From Swimming with Seagrasses to Statistics
Somewhere down the road ecology evolved from this:
To something like this:
As a member of the Seagrass Ecosystem Research lab here at Florida International University I am, by default, a researcher in two long-term monitoring projects. The first is the FCE-LTER seagrass monitoring project and the other is a seagrass monitoring project in the Florida Keys National Marine Sanctuary. Both datasets have resulted in mounds and mounds of data throughout the years. As a side project to my dissertation I arrogantly decided to conquer said data mounds and turn out some ground-breaking revelations about benthic community structure in South Florida. There's just one problem: I am buried in MOUNDS of data! To analyze these data, it turned out, would be much more complicated than just getting the R code (R is a stats program that hates me, but it's free so I put up with the abuse!) correct so the program will tell me what I want to know. Here is the first figure I generated from this dataset:
|Figure 1: R-plot, or as my friend Rob put it, "It looks like a unicorn threw up on your computer." Thanks Rob!|
This lack of a relationship is good for the seagrass and macroalgae. However, it has forced me to use my brain in ways in which I was not accustomed. It has spurred me in a different direction with this dataset, though....AND, it's exciting!
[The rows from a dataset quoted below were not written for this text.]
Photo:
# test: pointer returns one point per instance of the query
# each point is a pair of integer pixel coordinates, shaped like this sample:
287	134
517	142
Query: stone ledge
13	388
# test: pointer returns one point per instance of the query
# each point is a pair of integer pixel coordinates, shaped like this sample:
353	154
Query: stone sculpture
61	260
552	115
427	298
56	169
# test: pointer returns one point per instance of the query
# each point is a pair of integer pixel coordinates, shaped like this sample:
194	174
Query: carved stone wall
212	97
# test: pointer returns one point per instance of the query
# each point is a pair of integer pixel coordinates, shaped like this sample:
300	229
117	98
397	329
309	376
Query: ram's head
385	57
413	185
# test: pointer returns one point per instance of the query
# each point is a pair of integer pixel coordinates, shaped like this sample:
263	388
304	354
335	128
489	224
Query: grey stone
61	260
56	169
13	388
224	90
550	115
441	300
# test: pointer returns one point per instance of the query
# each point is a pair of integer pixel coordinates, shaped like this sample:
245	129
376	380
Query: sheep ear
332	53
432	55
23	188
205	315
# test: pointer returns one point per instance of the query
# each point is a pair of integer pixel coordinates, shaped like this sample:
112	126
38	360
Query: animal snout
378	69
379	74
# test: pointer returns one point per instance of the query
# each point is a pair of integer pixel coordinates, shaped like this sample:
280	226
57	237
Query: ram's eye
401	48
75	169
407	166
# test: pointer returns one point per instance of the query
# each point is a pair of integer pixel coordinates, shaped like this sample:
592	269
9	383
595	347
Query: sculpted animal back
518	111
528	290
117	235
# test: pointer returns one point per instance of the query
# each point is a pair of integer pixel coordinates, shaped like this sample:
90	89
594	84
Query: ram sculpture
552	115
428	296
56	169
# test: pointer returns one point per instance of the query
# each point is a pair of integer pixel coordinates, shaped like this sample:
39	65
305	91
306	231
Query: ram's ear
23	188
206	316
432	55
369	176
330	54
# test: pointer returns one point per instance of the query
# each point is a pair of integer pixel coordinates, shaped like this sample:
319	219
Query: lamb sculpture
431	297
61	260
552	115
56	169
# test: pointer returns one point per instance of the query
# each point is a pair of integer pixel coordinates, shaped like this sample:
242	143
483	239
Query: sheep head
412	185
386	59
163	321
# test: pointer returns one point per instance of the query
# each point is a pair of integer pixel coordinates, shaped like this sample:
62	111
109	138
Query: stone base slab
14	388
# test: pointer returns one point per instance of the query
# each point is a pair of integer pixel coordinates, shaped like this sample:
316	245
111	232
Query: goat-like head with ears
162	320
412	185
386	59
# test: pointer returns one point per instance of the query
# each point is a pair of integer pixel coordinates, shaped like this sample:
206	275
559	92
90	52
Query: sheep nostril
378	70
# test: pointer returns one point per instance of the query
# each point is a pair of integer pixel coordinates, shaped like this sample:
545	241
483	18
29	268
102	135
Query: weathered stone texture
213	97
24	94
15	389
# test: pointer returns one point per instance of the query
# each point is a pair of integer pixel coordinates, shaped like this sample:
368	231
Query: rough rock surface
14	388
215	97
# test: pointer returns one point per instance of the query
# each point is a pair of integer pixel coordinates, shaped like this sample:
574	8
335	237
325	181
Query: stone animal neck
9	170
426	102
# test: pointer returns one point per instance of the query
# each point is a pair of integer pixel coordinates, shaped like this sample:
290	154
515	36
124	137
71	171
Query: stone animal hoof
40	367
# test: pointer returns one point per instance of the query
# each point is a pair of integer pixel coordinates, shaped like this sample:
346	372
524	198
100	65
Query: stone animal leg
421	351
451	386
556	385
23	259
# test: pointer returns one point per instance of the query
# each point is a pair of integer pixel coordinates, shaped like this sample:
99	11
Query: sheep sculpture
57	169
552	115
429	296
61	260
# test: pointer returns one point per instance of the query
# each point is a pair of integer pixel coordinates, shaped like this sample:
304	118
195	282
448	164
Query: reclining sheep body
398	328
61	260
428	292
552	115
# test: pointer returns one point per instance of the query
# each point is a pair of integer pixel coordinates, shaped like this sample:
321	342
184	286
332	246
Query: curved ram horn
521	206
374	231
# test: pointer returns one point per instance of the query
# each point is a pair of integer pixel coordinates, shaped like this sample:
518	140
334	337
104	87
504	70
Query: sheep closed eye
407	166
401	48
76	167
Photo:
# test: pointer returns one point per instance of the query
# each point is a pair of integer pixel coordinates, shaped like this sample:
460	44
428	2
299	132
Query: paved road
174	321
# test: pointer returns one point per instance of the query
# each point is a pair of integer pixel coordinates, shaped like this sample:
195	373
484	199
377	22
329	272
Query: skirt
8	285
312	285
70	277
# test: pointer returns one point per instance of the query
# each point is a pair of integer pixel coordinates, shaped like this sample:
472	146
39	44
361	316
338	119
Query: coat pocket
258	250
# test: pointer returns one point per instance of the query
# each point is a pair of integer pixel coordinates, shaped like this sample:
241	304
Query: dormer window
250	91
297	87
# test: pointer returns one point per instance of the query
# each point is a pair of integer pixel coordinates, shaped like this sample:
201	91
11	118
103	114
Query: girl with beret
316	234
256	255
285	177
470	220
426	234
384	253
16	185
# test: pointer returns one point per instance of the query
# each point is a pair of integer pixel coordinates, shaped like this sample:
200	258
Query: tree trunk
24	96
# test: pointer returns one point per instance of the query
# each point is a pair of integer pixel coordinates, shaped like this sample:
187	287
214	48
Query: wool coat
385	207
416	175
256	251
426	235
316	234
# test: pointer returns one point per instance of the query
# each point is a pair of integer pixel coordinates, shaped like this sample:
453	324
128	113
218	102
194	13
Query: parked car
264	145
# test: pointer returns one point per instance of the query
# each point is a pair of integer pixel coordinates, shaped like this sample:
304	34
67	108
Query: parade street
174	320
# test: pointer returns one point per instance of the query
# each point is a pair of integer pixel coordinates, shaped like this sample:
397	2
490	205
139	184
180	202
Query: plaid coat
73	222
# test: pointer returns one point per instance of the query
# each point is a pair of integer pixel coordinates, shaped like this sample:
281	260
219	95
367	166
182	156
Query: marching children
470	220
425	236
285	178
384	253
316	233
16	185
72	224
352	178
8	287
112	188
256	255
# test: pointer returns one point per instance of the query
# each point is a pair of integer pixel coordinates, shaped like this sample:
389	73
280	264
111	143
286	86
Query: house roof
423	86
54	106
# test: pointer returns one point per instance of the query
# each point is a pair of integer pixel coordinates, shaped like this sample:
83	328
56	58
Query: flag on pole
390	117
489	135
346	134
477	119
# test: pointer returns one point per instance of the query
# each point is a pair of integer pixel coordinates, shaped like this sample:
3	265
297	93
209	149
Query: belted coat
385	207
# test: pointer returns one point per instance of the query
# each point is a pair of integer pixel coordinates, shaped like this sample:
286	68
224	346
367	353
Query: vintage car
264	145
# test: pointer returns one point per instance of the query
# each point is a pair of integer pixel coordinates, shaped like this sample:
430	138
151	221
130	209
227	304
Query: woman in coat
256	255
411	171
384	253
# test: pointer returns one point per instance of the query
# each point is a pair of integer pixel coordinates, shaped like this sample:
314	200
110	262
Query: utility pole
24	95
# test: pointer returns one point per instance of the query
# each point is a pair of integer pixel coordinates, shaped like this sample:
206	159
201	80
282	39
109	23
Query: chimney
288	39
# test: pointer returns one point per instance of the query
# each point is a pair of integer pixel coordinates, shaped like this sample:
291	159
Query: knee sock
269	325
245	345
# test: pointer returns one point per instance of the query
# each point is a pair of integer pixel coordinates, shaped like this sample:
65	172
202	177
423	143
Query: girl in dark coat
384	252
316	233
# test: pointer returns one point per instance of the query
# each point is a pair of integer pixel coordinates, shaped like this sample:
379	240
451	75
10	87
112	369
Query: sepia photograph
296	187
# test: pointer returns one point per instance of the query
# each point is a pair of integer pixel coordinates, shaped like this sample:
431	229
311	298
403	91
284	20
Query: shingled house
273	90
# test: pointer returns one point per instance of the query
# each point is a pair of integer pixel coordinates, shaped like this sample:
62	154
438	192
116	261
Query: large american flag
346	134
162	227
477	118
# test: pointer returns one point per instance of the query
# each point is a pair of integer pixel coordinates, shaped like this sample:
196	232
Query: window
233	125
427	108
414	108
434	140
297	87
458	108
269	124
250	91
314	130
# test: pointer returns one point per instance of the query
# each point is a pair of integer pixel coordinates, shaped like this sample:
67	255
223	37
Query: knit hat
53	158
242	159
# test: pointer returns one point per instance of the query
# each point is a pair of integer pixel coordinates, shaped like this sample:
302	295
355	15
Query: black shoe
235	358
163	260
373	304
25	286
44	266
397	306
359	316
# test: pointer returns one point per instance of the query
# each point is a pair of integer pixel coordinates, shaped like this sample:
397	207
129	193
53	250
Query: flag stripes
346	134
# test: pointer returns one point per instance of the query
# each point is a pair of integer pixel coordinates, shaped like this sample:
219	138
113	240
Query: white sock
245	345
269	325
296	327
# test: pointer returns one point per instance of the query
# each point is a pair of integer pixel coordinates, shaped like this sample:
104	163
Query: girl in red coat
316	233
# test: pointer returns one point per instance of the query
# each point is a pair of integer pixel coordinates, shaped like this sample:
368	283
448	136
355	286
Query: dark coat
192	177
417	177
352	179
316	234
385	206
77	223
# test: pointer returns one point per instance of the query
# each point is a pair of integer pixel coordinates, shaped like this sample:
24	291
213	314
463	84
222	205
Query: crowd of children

I'm still in the exploratory stages of the analysis but I'm finding some interesting results. Herein lies the beauty of both long-term datasets and statistics. I am, by no means, a stats whiz - I really struggle with the topic sometimes and throughout my master's degree I threatened the life of my computer, R, and all South Texas seagrasses at one point or another. Though I haven't found anything ground-breaking yet, the sheer amount of data I have at my fingertips allows me to investigate new hypotheses. The benefits are two-fold: 1) I will never be the person who can read a stats book and apply the analysis years down the road. I need the practice - like riding a bike - and with this dataset I get that much needed practice. 2) I get to train my brain to think outside the box and be creative...with MATH! That I enjoy the mathematical brain massage has shocked me.